- Third baseman / Second baseman
- Born: January 23, 1903 Croton, Iowa, U.S.
- Died: February 1, 1978 (aged 75) Keokuk, Iowa, U.S.
- Batted: LeftThrew: Right

MLB debut
- April 12, 1932, for the New York Yankees

Last MLB appearance
- September 30, 1945, for the Pittsburgh Pirates

MLB statistics
- Batting average: .260
- Home runs: 10
- Runs batted in: 82
- Stats at Baseball Reference

Teams
- New York Yankees (1932, 1934–1937); Pittsburgh Pirates (1945);

= Jack Saltzgaver =

American baseball player (1903–1978)

Otto Hamlin "Jack" Saltzgaver (January 23, 1903 – February 1, 1978) was an American professional baseball player. The native of Croton, Iowa, as an infielder, appeared in 278 Major League Baseball games for the New York Yankees (1932; 1934–1937) and the Pittsburgh Pirates (1945).

Saltzgaver batted left-handed, threw right-handed, stood 5 ft 11 in tall and weighed 165 lb. His best MLB season came with the Yankees. At age 31, he was the Bombers' most-used third baseman, appearing in 84 games at the position. He batted a career-high .271 and set personal bests in home runs (6) and runs batted in (36). The following year, he was supplanted by Red Rolfe as the Yanks' starter at the hot corner.
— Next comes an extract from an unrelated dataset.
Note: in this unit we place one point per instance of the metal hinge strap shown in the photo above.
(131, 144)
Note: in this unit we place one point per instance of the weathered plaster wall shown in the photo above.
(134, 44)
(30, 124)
At the time he played for the Pirates, during the last season of the World War II manpower shortage, the 42-year-old Saltzgaver was the oldest active Major League player.

In 278 games over six seasons, Saltzgaver posted a .260 batting average (199-for-764) with 131 runs, 10 home runs, 82 RBI and 105 bases on balls. He recorded a .957 fielding percentage playing at third, second and first base.